An important implication of the long view I’m arguing for is that it’s better to hold schools accountable for test scores than teachers, who usually get just one year with kids. This doesn’t necessarily rule out all forms of teacher value added, but it does rule out those that are based on reading scores, which are a big part of the current system. Robert makes a convincing case that we would be better off abandoning reading tests in the higher grades and testing for content instead. Yet accomplishing this would require that we first agree on what content should be tested—not just for English and math, but for science and social studies too. Based on the public reaction to the (utterly unobjectionable) content of the Common Core standards, I’m not optimistic about our ability get that specific—and I don’t think we should press the “pause” button on accountability until we can manage it.
Ideally, accountability systems should incorporate a number of long-term outcomes, such as college enrollment and course completion, in addition to measures of school climate (such as attendance).
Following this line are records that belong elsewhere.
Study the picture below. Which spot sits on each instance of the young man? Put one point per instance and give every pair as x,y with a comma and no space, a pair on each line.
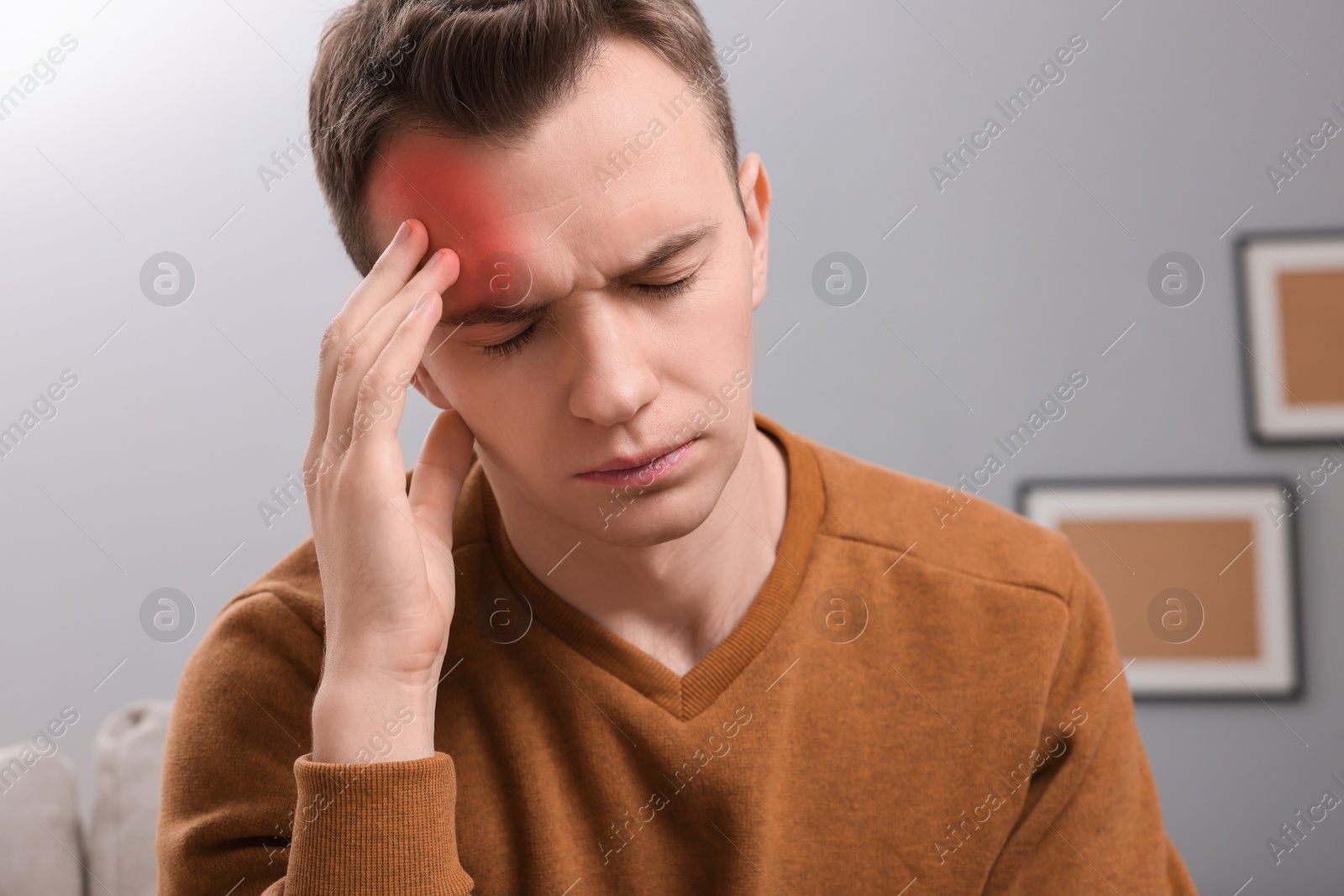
617,633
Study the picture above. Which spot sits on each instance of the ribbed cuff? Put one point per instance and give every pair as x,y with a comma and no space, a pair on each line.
373,829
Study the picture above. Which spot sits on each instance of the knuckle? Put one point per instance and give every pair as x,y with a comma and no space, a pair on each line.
333,338
370,389
349,358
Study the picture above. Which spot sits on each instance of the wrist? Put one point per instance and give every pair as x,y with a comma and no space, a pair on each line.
365,720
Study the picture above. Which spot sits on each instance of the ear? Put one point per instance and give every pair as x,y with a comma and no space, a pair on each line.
425,385
754,186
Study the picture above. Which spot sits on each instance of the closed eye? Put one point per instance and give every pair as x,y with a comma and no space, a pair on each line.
649,291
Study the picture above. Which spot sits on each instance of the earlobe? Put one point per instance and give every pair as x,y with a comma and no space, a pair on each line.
756,195
425,385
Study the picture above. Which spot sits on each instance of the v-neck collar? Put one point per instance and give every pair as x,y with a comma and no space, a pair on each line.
685,696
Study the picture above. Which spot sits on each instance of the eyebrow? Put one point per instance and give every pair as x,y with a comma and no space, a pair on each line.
667,250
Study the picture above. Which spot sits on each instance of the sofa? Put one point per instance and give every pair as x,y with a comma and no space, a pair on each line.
45,846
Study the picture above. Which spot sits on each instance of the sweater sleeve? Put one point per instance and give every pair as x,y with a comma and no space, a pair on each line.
245,809
1090,822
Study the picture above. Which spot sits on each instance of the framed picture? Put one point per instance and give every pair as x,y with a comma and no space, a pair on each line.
1200,577
1292,291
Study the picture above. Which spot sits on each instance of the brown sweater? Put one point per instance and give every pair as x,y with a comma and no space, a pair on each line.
924,694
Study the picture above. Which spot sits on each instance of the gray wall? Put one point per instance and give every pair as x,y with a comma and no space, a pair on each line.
1025,268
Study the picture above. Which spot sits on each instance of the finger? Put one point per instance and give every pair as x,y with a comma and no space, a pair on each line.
389,275
440,472
381,396
366,347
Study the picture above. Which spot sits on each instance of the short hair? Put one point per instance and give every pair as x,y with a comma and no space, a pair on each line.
484,69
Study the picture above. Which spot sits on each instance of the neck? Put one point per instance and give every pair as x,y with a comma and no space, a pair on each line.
675,600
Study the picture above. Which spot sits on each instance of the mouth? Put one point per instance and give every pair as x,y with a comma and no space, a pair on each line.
642,470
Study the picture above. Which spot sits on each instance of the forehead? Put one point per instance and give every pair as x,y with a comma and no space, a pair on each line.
631,156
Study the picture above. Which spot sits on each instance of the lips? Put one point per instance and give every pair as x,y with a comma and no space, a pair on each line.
643,468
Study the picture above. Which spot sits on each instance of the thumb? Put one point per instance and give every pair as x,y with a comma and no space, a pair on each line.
437,481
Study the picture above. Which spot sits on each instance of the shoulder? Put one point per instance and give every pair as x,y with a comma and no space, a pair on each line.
940,526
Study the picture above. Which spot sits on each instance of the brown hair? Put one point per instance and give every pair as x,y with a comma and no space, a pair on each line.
486,69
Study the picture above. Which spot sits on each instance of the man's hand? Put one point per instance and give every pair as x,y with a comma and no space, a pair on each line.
385,555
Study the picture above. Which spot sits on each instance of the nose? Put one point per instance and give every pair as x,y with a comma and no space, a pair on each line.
615,375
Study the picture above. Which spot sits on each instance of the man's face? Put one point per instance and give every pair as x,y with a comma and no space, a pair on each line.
618,212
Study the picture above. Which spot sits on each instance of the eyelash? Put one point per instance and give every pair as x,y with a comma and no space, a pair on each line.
651,291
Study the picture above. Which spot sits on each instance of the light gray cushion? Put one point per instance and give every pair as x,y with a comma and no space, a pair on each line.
40,849
128,770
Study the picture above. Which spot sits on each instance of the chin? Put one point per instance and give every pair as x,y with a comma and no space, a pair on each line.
656,517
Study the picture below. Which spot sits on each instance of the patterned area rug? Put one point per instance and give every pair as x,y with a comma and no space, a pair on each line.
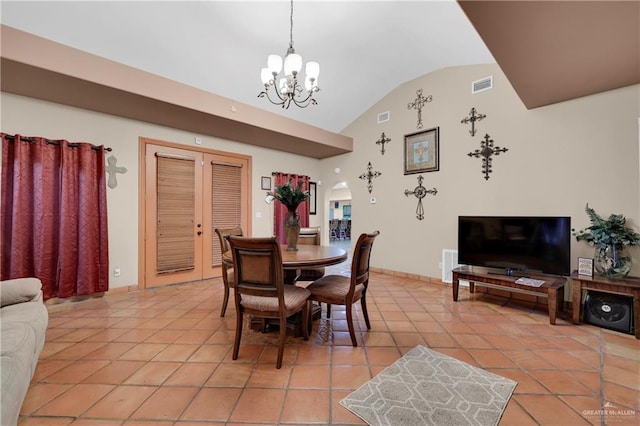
425,387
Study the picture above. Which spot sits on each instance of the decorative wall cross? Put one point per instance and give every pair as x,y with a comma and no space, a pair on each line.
418,103
486,151
369,175
383,139
420,192
113,170
472,118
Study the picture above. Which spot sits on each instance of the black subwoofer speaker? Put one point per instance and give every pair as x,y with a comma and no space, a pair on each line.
611,311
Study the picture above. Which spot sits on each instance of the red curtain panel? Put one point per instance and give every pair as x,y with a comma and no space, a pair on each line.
280,211
54,215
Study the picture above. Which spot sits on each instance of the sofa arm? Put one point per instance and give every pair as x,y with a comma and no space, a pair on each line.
20,290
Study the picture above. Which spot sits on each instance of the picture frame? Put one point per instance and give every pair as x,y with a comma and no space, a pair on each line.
265,183
585,266
422,151
312,198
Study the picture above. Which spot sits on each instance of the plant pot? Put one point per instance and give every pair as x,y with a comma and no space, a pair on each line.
612,261
292,230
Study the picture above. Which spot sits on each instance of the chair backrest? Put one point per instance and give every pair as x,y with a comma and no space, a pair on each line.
258,269
309,236
223,234
361,257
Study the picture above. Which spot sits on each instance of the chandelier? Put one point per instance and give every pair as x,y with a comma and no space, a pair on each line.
288,88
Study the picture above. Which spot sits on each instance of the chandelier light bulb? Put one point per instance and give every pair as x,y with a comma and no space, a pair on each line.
292,64
312,70
266,76
283,85
274,63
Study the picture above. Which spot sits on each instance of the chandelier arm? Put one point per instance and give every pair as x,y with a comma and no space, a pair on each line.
265,93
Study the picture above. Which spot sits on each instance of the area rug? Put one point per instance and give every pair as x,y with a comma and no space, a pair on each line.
425,387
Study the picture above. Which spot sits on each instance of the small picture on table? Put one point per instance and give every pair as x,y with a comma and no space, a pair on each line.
585,266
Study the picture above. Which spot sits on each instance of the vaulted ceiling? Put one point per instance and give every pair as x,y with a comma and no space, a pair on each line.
550,51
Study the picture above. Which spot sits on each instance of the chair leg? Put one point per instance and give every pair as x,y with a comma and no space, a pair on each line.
352,332
283,338
306,319
309,317
225,300
363,302
236,342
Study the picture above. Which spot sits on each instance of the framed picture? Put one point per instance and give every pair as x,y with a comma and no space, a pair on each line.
585,266
422,151
312,198
266,183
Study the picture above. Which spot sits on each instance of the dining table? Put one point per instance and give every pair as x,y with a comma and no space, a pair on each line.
306,256
293,261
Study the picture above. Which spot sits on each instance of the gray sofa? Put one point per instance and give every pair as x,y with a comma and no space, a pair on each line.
23,323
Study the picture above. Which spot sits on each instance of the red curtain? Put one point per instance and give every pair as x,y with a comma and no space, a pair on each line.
54,215
279,209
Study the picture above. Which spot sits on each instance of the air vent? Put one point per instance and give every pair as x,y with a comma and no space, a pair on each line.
449,262
482,85
384,116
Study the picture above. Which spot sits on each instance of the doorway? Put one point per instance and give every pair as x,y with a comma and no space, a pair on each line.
185,195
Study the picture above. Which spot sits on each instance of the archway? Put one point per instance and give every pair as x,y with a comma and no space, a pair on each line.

After all, there are many skills and attributes that tests don’t capture that matter greatly to a child’s long-term success, and it would be nice if we could recognize and incentivize their development as well. In the case of schools, this is becoming more feasible as state longitudinal data systems mature. In the case of teachers, however, it may never be possible because the appropriate timeline for intervention is too short (and because we’re still a long way from tracking “non-cognitive” skills in real time). We can’t keep bad teachers in the classroom while we wait to see if their former students graduate from college. Once again, it makes more sense to hold schools accountable than teachers.
In the end, the approach to accountability embodied by charter schools seems best because it respects the inherent complexity of teaching and learning. The system should seek to hold the school (or its principal) accountable for long-term results, including student progress on tests. The principal, in turn, should manage her teachers and other staff as she sees fit. And short-term, perverse incentives should fall by the wayside.